The centre main room has a flagstone floor and a lateral fireplace on the west wall with a massive oak lintel. Two chamfered large beams span the space. Cupboards to the left of the fireplace have panelled doors. The north end partition wall contains two plank doors and a third in the corner leading to the understair space. The three-light front window is oak with ogee moulding dating to the late 17th century and features an oak window seat.

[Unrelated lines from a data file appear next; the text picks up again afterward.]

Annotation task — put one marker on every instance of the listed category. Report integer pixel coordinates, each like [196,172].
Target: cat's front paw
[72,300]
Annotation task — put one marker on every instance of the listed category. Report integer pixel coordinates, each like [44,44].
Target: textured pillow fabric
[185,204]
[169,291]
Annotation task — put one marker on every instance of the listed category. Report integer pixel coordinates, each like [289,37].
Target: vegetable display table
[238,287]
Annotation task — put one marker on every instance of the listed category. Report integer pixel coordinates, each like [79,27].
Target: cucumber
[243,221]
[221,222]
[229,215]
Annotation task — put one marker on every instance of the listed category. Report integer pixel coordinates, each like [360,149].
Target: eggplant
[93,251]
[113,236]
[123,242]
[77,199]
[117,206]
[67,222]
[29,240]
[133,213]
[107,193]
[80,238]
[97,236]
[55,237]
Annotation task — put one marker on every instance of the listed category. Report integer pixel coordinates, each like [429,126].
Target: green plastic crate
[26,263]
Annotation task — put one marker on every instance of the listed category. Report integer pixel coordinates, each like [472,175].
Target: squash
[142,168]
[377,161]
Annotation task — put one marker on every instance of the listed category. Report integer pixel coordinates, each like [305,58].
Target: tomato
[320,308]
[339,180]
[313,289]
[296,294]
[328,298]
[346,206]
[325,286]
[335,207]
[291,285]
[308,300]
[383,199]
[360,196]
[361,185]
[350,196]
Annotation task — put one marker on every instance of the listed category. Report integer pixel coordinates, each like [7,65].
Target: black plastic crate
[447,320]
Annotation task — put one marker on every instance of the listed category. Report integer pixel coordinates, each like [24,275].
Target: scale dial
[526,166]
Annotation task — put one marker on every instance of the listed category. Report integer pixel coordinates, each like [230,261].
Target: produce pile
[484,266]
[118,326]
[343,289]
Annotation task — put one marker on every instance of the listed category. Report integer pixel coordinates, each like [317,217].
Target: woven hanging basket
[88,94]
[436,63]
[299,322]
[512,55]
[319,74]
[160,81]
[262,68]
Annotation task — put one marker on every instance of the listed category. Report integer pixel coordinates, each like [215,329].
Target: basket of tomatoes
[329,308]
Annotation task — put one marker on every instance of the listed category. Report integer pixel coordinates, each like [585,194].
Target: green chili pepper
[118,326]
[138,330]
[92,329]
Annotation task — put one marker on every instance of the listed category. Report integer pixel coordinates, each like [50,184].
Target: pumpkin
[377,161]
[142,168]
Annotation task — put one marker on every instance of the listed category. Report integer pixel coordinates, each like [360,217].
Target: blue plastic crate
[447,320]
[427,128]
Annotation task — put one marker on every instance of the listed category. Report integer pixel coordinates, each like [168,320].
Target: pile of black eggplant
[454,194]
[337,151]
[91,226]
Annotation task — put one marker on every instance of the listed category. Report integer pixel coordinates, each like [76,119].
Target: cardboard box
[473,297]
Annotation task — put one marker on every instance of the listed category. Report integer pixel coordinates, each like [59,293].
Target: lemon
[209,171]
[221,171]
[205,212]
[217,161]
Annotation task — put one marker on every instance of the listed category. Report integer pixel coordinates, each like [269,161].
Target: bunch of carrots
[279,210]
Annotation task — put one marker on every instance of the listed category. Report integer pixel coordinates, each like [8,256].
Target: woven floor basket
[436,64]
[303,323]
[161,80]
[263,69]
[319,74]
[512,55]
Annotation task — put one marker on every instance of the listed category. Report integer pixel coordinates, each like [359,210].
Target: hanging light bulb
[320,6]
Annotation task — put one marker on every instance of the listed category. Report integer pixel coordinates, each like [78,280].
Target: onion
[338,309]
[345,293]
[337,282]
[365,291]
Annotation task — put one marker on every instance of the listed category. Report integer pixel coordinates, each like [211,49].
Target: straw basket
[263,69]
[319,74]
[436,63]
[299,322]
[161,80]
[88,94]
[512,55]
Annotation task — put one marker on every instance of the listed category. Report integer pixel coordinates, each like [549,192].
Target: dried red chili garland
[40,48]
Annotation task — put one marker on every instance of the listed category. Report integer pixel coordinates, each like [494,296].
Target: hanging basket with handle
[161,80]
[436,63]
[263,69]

The small northeast corner room contains another chamfered beam and a low cupboard door opening into the understair area, where the jamb of a Tudor-arched door or fireplace is exposed.
The rear wing contains a kitchen with a south door, two large beams, and a west fireplace. The dairy to the north has slate dairying slabs, a blocked north window, one west window, and shutters. Rear stairs with 19th-century square balusters run up to the rear of the main range. The rear range features bolted later roof trusses.
First Floor
Evidence of alterations is visible at the southwest end, where a piece of chamfered and scroll-stopped beam with bead-moulded uprights has been built into the wall south of the entry from the rear wing. The entry is stone-flagged and the floor level is lower in both south end rooms. Oak floorboards are present throughout. A twisted beam appears at the south end; a second beam is doubled on the partition; a third is massive, chamfered with run-out stop; a fourth sits on a partition; and a fifth rises above the landing of a disused main stair in the northwest corner. This stair is of dogleg type with closed string and square balusters, the balustrade apparently dating to the 19th century, though the structure is likely older.
Attic
Very large oak collar trusses span the attic, the third bearing a partition and plank door. The trusses are 17th-century with chamfering on the underside of collars and lower edges of principals. The end three bays are plastered.
Barn Interior
The south end wall features a massive chimney breast stepped inward three times on the left. Seven tie-beam-and-collar trusses support the structure. A loft occupies the north end section, and marks of a removed wall between the barn and north section are visible. The north section has 19th-century pine joists to the loft floor.